DivANS: Modular compression algorithm

For this experiment, to see how well DivANS performs on uncompressed data. We sampled 130,000 random chunks being uploaded to Dropbox. We measured the sizes and compression (encode) and decompression (decode) rates of DivANS, and several alternative algorithms (zlib, Brotli, Zstd, 7zip, bz2). For DivANS and Brotli, we compared 2 different compression levels (q9 and q11). For zlib, 7zip, bz2 and Zstd, we used maximum settings. All tests were performed on 2.6 GHz Intel Xeon E5 2650v2 servers in the Dropbox datacenters and no data chunks from the test were persisted.

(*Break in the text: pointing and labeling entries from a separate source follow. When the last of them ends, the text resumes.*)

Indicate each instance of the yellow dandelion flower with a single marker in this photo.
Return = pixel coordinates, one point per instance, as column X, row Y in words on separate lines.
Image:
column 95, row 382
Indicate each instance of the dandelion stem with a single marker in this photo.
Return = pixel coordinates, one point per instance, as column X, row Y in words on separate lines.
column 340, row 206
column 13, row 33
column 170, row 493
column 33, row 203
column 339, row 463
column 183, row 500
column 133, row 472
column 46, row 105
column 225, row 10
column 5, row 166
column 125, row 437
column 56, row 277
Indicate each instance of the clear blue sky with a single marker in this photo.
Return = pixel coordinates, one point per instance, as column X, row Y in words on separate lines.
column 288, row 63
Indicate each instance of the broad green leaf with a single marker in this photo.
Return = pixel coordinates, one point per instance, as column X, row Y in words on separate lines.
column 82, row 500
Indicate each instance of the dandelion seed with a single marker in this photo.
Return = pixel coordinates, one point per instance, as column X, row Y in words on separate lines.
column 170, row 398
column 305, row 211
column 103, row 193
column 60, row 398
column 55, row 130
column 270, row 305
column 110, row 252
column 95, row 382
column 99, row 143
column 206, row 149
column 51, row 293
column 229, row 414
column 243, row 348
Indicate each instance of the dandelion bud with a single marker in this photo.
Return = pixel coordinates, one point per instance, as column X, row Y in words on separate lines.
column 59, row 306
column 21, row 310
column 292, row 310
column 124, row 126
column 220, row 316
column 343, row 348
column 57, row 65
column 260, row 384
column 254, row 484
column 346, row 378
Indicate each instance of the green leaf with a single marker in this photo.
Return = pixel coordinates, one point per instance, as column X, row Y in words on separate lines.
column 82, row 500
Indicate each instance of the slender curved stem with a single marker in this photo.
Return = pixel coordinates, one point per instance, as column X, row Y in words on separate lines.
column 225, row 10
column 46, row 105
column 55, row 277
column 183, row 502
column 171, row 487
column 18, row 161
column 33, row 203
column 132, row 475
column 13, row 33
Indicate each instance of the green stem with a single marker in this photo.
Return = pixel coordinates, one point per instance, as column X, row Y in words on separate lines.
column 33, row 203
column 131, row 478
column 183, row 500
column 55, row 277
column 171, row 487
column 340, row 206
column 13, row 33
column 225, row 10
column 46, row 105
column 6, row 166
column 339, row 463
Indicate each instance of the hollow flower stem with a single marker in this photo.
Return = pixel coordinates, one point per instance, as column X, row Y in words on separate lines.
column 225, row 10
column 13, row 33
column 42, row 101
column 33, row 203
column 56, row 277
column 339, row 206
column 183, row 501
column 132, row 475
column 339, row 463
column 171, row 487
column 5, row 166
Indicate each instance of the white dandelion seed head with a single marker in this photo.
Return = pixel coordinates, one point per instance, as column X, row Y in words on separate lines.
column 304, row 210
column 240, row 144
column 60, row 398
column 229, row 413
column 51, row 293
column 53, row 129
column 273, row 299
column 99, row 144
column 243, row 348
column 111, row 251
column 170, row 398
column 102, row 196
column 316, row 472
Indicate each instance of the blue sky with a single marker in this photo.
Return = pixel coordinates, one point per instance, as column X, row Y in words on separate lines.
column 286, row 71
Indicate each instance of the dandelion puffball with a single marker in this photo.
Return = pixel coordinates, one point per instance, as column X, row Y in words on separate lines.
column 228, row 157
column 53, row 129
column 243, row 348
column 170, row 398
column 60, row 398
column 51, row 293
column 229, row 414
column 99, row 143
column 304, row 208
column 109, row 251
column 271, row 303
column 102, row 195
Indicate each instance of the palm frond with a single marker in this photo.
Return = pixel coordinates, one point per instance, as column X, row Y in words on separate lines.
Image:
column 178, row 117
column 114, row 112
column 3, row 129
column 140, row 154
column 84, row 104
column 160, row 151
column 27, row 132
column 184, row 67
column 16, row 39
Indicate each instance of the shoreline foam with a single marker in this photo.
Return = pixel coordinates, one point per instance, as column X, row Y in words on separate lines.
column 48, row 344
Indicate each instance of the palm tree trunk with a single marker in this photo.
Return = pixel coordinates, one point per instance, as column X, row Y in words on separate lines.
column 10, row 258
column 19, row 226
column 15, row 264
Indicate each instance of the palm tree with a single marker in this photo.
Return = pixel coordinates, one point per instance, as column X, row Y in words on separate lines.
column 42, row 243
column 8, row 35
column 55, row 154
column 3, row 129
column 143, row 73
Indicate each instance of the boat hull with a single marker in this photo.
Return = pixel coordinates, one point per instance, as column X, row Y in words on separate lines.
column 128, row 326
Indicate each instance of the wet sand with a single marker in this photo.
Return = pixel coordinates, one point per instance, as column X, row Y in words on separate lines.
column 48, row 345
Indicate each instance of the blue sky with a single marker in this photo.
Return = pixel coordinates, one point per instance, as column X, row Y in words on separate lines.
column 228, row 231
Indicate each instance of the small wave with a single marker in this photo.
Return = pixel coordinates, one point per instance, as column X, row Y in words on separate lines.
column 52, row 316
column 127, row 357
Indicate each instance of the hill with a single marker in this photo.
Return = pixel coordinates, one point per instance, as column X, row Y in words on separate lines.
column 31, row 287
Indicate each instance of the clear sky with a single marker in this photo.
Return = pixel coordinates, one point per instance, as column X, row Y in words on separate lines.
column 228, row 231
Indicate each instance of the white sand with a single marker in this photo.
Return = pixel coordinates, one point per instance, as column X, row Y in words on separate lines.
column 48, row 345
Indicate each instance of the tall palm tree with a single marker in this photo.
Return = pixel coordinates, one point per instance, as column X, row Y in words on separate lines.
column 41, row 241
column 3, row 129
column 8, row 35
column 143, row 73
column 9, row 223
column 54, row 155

Since Dropbox uses Lepton to compress image files and some files are already compressed by users, we only benchmark files where zlib is able to obtain at least 1% savings on that files. One third of the sampled files, by space, were benchmarked.

Measuring the Dropbox dataset, DivANS q11 saves 2.5% over Brotli q11 and 12% over zlib.

At these settings, DivANS and Brotli have similar encoding speeds. However, DivANS decode times are still five times slower than Brotli. This is because Brotli decompresses bytes using just a pair of table lookups and some bookkeeping, whereas DivANS has to maintain probability models for each nibble decoded and uses several vector instructions to maintain the CDFs and the ANS state. We expect that a few straightforward optimizations to improve the bookkeeping will bring the speed up a bit, to more than 200Mbps.